APSN Banner

Rights watchdog says soldiers, police involved in abuse

Source
Agence France Presse - August 9, 2004

An Indonesian independent rights watchdog has found evidence that the country's police and military were involved in gross human rights abuses in the troubled eastern province of Papua, a report said.

The National Commission on Human Rights said its investigations pointed to abuses during two outbreaks of violence over the past three years in the province, where rebels have been waging a low-level independence campaign.

"The conclusion ... is that gross violations of human rights occurred," Sa'afrudin Bahar, who chairs a commission team probing two bloody incidents in Papua in 2001 and 2003.

Bahar said the probes showed that "rights abuses were committed by military and police personnel," according to the Jakarta Post. He declined further details.

Bahar, who could not be immediately reached for comment, said the reports were to be discussed by the commission this week before being submitted to the attorney general's office.

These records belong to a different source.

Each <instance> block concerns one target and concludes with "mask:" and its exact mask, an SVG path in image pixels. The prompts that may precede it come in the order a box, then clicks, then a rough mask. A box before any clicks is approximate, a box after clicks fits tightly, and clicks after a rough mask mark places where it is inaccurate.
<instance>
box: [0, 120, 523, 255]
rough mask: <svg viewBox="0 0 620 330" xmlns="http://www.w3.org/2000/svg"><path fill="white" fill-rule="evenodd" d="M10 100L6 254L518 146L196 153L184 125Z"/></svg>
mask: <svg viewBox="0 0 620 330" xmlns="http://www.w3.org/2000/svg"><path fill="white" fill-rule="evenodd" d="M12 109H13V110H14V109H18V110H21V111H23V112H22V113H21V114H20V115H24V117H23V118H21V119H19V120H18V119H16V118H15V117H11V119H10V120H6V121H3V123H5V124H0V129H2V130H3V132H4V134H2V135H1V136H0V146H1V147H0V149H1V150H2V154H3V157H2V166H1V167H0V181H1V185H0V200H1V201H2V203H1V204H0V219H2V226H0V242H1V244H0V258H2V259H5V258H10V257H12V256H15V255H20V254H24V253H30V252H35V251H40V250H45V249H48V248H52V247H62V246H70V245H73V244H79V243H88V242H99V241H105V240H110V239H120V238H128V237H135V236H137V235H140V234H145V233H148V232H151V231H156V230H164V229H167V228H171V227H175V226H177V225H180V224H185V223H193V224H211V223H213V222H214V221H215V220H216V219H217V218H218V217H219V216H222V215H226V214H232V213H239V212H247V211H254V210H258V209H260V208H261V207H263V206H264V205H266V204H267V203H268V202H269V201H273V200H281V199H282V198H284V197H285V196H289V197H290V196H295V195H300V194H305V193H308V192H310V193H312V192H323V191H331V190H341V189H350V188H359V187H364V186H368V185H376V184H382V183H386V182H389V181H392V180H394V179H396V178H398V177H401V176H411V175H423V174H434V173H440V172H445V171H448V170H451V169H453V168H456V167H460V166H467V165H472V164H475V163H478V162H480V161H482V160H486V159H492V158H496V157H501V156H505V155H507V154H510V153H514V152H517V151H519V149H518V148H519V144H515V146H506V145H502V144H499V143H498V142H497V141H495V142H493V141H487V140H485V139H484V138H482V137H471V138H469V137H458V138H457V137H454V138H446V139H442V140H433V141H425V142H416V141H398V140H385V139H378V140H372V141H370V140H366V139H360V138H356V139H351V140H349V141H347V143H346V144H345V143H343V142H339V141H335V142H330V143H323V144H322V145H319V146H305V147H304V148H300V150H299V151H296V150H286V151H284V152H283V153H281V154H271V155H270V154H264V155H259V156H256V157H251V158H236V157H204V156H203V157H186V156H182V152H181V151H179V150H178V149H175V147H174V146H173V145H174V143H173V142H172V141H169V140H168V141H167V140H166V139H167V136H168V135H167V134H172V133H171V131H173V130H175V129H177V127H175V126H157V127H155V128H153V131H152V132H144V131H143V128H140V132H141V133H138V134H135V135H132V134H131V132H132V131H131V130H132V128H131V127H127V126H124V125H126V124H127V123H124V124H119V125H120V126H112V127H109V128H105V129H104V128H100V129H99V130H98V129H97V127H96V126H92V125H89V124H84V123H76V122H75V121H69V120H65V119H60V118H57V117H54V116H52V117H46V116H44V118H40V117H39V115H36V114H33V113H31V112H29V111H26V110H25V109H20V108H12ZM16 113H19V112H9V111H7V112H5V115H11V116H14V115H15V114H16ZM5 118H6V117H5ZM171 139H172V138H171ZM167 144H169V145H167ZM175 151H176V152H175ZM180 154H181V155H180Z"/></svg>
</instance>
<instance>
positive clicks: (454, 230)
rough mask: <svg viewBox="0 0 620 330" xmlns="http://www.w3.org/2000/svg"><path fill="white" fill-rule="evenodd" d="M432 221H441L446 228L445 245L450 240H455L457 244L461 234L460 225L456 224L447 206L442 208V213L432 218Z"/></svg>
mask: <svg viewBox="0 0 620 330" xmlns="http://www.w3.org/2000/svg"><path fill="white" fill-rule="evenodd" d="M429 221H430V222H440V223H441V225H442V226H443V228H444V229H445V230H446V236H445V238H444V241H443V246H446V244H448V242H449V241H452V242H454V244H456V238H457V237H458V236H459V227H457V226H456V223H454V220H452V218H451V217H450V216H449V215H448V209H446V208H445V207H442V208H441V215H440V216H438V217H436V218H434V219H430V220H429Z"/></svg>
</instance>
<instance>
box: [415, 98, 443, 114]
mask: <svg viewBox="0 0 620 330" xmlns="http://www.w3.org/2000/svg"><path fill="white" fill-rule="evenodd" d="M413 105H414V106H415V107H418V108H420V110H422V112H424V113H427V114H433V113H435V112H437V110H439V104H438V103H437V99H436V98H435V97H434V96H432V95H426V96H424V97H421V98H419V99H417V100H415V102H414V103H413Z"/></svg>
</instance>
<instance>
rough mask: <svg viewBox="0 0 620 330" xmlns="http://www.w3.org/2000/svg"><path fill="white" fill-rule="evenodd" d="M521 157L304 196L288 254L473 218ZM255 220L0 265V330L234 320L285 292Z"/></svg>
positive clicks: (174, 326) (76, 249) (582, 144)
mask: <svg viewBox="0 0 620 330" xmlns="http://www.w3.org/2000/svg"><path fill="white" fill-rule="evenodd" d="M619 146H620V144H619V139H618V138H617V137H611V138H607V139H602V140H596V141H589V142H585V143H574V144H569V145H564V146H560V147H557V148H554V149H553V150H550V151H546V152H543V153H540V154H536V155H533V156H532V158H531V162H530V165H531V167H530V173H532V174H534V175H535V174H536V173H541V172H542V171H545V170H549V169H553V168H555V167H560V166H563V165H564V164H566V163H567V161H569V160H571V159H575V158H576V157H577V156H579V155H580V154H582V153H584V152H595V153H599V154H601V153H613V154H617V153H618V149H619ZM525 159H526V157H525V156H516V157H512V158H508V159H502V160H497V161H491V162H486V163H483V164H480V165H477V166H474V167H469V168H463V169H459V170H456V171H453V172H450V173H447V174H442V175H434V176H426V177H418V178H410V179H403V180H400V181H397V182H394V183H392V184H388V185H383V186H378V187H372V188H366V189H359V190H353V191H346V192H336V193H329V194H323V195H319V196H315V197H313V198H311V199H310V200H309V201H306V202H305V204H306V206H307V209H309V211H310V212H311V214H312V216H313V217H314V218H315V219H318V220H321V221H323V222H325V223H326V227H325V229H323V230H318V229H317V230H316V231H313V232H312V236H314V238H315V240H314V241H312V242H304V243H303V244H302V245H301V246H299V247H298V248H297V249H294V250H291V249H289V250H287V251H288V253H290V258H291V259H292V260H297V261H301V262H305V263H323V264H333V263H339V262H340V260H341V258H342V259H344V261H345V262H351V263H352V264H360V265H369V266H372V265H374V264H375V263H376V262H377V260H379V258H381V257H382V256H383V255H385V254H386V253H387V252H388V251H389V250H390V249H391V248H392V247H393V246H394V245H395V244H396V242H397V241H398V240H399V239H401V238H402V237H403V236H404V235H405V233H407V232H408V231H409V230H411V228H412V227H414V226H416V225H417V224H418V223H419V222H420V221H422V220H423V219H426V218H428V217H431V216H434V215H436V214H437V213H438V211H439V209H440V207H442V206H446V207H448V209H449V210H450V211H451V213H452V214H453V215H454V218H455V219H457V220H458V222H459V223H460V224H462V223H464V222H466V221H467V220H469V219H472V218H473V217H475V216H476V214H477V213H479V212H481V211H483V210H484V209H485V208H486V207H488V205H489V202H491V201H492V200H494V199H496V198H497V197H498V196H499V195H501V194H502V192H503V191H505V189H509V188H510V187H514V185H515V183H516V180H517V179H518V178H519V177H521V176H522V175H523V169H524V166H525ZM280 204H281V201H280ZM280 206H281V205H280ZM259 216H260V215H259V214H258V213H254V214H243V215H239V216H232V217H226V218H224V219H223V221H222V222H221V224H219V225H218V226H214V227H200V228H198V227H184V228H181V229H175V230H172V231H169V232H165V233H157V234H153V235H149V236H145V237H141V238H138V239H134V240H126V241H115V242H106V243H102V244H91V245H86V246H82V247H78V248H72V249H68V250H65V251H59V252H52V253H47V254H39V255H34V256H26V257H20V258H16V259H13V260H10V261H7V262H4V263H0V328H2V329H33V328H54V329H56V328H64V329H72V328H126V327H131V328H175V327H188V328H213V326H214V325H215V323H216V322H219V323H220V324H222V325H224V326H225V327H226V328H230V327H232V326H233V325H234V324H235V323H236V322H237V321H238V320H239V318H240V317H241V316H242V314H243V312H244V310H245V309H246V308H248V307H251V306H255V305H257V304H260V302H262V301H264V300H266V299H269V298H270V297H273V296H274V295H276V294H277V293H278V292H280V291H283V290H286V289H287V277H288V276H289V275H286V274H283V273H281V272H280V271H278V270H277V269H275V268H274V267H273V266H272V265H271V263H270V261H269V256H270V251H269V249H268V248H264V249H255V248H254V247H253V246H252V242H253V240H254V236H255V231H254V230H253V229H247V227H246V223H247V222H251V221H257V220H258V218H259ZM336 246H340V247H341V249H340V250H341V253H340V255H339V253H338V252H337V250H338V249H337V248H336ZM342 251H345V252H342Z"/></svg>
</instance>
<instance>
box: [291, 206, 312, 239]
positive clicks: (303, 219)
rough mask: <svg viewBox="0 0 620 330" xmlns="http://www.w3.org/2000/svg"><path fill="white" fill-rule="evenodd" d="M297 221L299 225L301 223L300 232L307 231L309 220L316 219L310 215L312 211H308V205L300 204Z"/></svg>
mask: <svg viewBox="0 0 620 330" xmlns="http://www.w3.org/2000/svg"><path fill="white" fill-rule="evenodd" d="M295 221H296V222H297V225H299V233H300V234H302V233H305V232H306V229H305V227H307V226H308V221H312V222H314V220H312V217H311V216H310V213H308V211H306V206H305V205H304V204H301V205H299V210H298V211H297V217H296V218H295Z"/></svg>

Staff at the commission declined comment when contacted Monday.

At least seven people were killed, 48 tortured and some 7,000 forced to flee their villages following military and police operations in Papua between April and June 2003 to hunt down separatist rebels, the Post said.

In 2001, three villagers were killed, 16 tortured and dozens of houses torched when police raided a village following the killings by separatist rebels of six paramilitary police members in June that year.

The Free Papua Organisation has been fighting a sporadic and low-level guerrilla war since 1963 when Indonesia took over the huge mountainous and undeveloped territory from Dutch colonisers.

Under Indonesian law, the findings of the commission can be admitted as evidence in trials held by an ad hoc human rights court.